Describe your work in three words.

Strange, Quiet, Vibrant.

Where do you get inspiration for the props that you make?

I have always loved stories of any kind, especially those that were descriptive and wild and imaginary; things like Peter Pan and the Lost Boys, Where the Wild Things Are, and the old west inspired a lot of props from the last year like masks, war paint and crude jewelry. On the same thread, I like the idea of children heroes or young royalty, and so I make a lot of crowns and headdresses out of grass and other things I find in our yard waste bin. These ideas also stem from a lot of video games and cartoons. I also make a lot of odd creatures out of either paper, paper mache or cardboard and it’s like I’m playing real life Pokemon. I am just such a little kid when it comes down to it I guess.

How do you select your subjects?

Most of my pictures are of my little sisters, I’ve always been really close to my family and a bit of a recluse so they were always around when I decided to start taking photographs. They were my first subjects (along with my friends’ younger sisters) and I just connect with them best; they are so artistic and have such an enchanting presence about them.

Your photos bring us back to our childhood. Is this the reaction you hope to get from your audience?

YES. I love youth and innocence and the idea of growing up and learning about the world, how scary it is, how beautiful it is. I myself still act like a kid in a lot of ways and my pictures as of late have been a way for me to become a Peter Pan of sorts.

Your favorite childhood memory?

Such a tough one: We used to camp a lot when I was younger (in Canada actually, I don’t remember where though) and I loved all the camp fires and most importantly I loved, loved, loved exploring the sand dunes in the park near the beach. It felt like a different world – all the strange things we would find; the bird nests in the holes of the sand, looking out to the beach, so close yet so high above it, watching the sunset, there were so many good imaginative scenes during those camping trips.I don’t know if my brother and sisters were as enthusiastic about these trips as I was, but they sure were always a highlight for me.

How long does it take for you to plan your photos?

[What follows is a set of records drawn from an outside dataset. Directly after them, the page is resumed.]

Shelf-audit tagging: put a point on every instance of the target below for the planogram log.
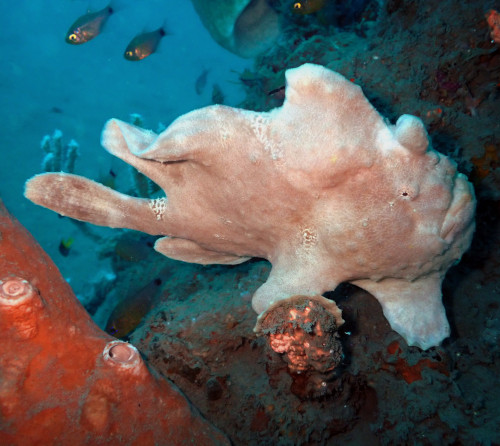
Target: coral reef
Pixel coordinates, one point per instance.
(304, 330)
(245, 27)
(64, 381)
(322, 187)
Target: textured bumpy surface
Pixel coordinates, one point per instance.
(245, 27)
(63, 380)
(322, 187)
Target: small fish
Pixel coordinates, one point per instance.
(201, 81)
(304, 7)
(65, 246)
(217, 95)
(88, 26)
(129, 313)
(145, 44)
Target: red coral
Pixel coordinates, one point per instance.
(64, 381)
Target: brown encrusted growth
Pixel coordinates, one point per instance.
(304, 330)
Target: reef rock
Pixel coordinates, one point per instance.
(62, 379)
(323, 187)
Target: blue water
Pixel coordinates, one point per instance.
(47, 84)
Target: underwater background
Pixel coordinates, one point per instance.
(194, 324)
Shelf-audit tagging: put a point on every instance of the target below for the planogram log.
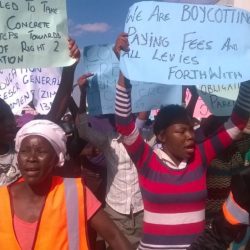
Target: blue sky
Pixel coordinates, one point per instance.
(96, 21)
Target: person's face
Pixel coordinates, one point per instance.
(178, 141)
(7, 127)
(36, 159)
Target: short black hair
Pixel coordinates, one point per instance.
(170, 115)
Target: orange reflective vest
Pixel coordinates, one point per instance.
(62, 224)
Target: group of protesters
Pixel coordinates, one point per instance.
(67, 183)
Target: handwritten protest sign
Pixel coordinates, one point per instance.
(220, 99)
(188, 44)
(101, 61)
(33, 34)
(18, 87)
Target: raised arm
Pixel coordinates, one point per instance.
(213, 146)
(132, 140)
(109, 231)
(63, 94)
(93, 136)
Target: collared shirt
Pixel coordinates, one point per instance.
(123, 192)
(8, 168)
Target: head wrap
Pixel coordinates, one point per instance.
(50, 131)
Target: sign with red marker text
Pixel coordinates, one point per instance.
(187, 44)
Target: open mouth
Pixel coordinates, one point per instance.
(190, 148)
(31, 171)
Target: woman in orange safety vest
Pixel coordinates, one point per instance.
(42, 211)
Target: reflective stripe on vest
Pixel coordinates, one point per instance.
(72, 207)
(233, 213)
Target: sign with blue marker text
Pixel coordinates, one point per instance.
(19, 87)
(101, 61)
(33, 34)
(187, 44)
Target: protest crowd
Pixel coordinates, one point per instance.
(124, 181)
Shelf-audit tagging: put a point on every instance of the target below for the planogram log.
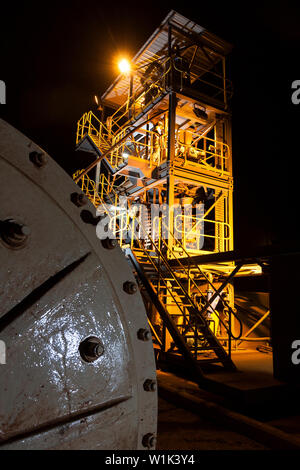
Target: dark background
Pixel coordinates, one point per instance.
(55, 56)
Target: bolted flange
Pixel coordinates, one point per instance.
(109, 243)
(143, 334)
(39, 159)
(130, 287)
(14, 234)
(150, 385)
(78, 199)
(149, 440)
(91, 349)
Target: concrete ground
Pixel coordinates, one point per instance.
(181, 429)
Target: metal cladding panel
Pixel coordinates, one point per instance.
(61, 286)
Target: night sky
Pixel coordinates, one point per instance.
(55, 56)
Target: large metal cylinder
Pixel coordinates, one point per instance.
(79, 368)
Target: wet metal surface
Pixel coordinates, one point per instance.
(57, 290)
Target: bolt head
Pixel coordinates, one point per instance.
(150, 385)
(14, 234)
(130, 287)
(91, 349)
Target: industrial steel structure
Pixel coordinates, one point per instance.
(79, 370)
(163, 178)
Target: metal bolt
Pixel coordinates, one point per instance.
(149, 440)
(109, 243)
(130, 287)
(91, 349)
(13, 233)
(78, 199)
(143, 334)
(149, 385)
(39, 159)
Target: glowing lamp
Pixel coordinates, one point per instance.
(124, 66)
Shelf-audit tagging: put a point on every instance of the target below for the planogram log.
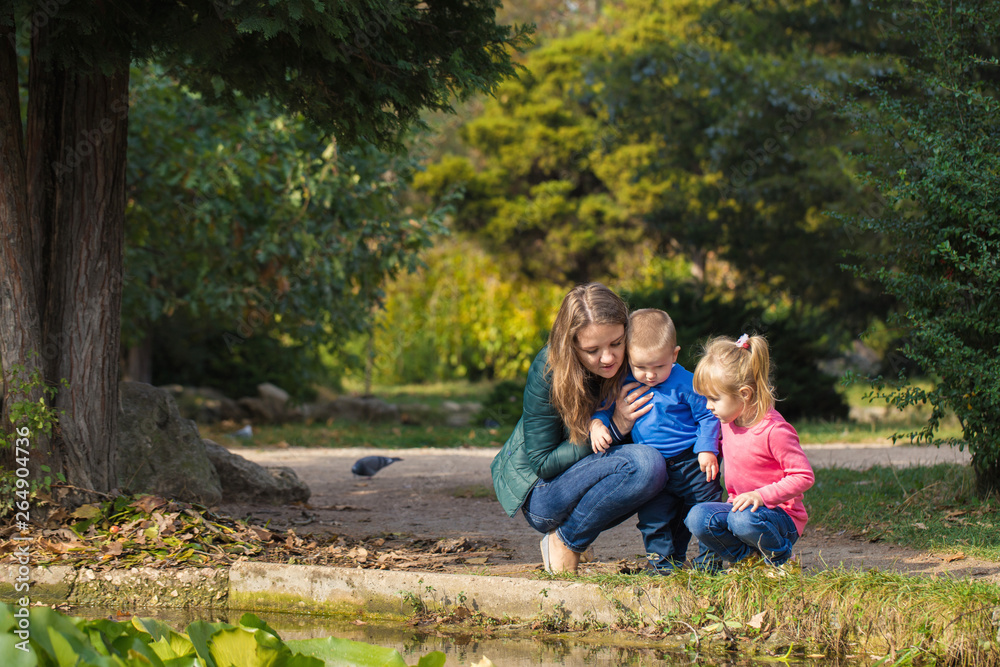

It varies. I spend a lot of time thinking and gathering references and creating the ideas. It can take anywhere from an hour to a month, and then I usually start making props and organizing costumes as soon as the gathering is done. Then I just wait till it feels right and I shoot. Some shoots are completely spontaneous, I feel bored so I take pictures within that day. I guess it varies dramatically when it comes down to it, planning shoots is always intuitive to me.